Constitutive Phosphorylation of IκBα by Casein Kinase II Occurs Preferentially at Serine 293: Requirement for Degradation of Free IκBα

Abstract

IκBα is a phosphoprotein that sequesters the NF-κB/Rel transcription factors in the cytoplasm by physical association. Following induction by a wide variety of agents, IκBα is further phosphorylated and degraded, allowing IκBα/Rel proteins to translocate to the nucleus and induce transcription. We have previously reported that the constitutive phosphorylation site resides in the C-terminal PEST region of IκBα and is phosphorylated by casein kinase II (CKII). Here we show that serine 293 is the preferred CKII phosphorylation site. Additionally, we show compensatory phosphorylation by CKII at neighboring serine and threonine residues. Thus, only when all five of the serine and threonine residues in the C-terminal region of IκBα are converted to alanine (MutF), is constitutive phosphorylation abolished.
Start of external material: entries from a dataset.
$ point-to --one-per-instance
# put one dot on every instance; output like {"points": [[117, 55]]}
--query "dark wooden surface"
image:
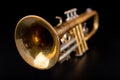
{"points": [[100, 62]]}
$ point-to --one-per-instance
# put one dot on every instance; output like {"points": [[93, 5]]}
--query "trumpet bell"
{"points": [[37, 42]]}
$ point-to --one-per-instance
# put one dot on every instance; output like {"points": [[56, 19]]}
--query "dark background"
{"points": [[101, 61]]}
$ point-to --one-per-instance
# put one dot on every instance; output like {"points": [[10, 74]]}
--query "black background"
{"points": [[101, 61]]}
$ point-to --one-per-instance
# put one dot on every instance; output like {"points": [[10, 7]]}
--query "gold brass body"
{"points": [[39, 43]]}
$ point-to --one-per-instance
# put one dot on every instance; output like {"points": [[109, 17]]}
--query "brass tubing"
{"points": [[81, 18]]}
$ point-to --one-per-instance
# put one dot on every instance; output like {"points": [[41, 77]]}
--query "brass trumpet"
{"points": [[41, 45]]}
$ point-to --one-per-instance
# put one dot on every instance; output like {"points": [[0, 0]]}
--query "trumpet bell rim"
{"points": [[43, 59]]}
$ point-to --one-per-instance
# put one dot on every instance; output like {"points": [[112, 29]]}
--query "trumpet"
{"points": [[42, 45]]}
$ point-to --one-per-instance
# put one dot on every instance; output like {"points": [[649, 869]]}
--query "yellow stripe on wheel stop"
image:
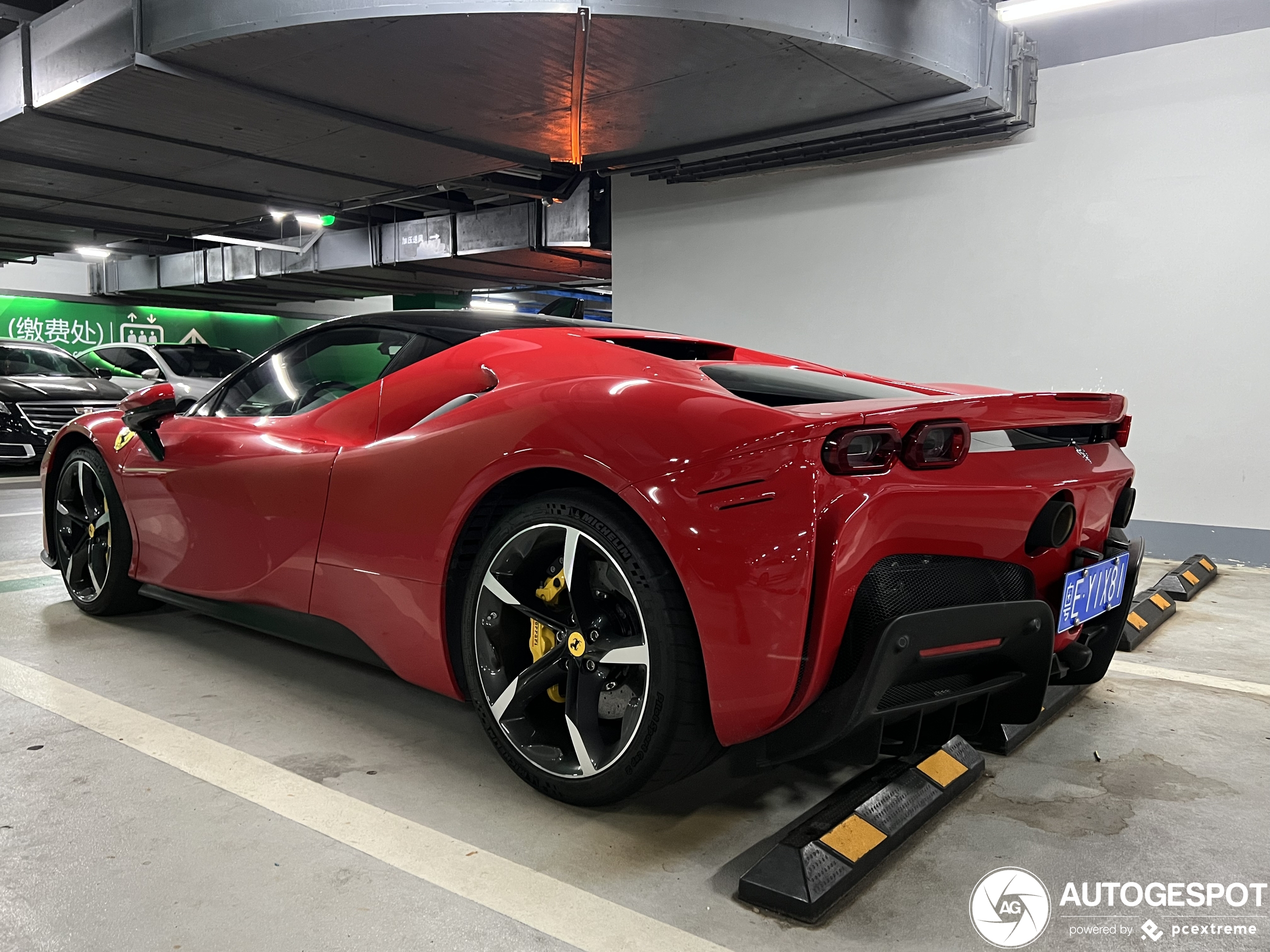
{"points": [[852, 838]]}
Finally, we show that constitutive phosphorylation is required for efficient degradation of free IκBα, in that unassociated MutF has a half-life two times longer than wild-type IκBα. A serine residue alone at position 293, as well as aspartic acid at this position, can revert the MutF phenotype. Therefore, the constitutive CKII phosphorylation site is an integral part of the PEST region of IκBα, and this phosphorylation is required for rapid proteolysis of the unassociated protein.